EL PRÍNCIPE Harry es uno de esos tipos que acaban las fiestas saltando a bomba en la piscina, haya o no piscina. Esto es un halago. Si a nadie le resulta fácil caracterizarse como personaje, menos aún ha de serlo para quien nació en el eslabón genealógico de repuesto de una tradición milenaria. El hermano pequeño del heredero del heredero, y encima en una familia donde todos viven tanto, como mucho podía aspirar a ser un profesional del banquillo, igual que Kaká. O algo así como un órgano que sólo pudiera esperar a que la monarquía necesitara un implante. Pero Harry, a cuyo cuidado yo dejaría a Froilán un verano, para que se lo llevara a Las Vegas, encontró en la parranda un espacio en el que existir con mucha más enjundia que la que le habría permitido el destino. En ese sentido, se parece a los millonarios de segunda generación de la novela americana, los hijos de los reyes del Acero o el Queso, quienes, no teniendo hazaña propia que cumplir, se desahogan estrellando descapotables en los acantilados de la Costa Azul. Los segundones de Shakespeare tienen mucho más rencor dentro que Harry, quien parece el resultado de mezclar a Wodehouse y a los Sex Pistols.

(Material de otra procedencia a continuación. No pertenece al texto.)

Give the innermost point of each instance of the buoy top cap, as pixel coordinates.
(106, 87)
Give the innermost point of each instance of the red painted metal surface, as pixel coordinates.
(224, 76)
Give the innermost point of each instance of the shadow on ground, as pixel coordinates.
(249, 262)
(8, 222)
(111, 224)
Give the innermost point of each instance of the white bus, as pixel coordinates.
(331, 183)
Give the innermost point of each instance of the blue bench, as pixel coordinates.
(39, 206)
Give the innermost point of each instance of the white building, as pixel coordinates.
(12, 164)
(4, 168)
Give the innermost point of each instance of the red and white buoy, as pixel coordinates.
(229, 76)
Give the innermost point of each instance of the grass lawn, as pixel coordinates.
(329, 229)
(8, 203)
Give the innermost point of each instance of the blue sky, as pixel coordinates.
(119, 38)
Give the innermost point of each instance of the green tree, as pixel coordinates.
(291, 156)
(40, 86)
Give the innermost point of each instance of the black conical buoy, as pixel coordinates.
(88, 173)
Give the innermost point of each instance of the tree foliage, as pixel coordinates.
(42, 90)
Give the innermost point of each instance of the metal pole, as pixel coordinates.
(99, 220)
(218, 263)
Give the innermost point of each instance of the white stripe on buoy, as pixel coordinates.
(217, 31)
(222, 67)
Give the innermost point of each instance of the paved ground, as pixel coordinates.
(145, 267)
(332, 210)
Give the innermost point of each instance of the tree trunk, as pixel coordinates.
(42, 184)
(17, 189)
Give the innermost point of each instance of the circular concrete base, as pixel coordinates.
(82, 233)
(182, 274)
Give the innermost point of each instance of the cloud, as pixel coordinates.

Nuestra admiración no hizo sino crecer cuando Harry eligió para madurar encomendarse a una de las grandes potencias de la mitología occidental: el ejército británico en guerra. Vestido con el mismo camuflaje que las Ratas del Desierto, Harry completó una reinvención en la que se ganó el difícil respeto de los compañeros de armas, que no habrían tolerado a un oficial de atrezo haciéndose publicidad, y que enviaron desde Afganistán fotografías de desnudos solidarios para arropar a su camarada durante el último escándalo. Harry ha contado lo de los muchos talibán que mató con la misma inconsciencia lúdica con la que podría hablar hablado de las damas de compañía que se cepilló en la boda de Kate. O de la puntuación obtenida en un videojuego, pues así se vio a los mandos del helicóptero, como si el enemigo fuera otra ocurrencia para la juerga. Paquirrín pilotando un Apache.

Me ha hecho gracia que los talibán protestaran como si Harry no se los hubiera tomado en serio ni mientras los mataba. La reina Isabel podría decirles: «Bienvenidos al club, nosotros tampoco lo hemos enderezado».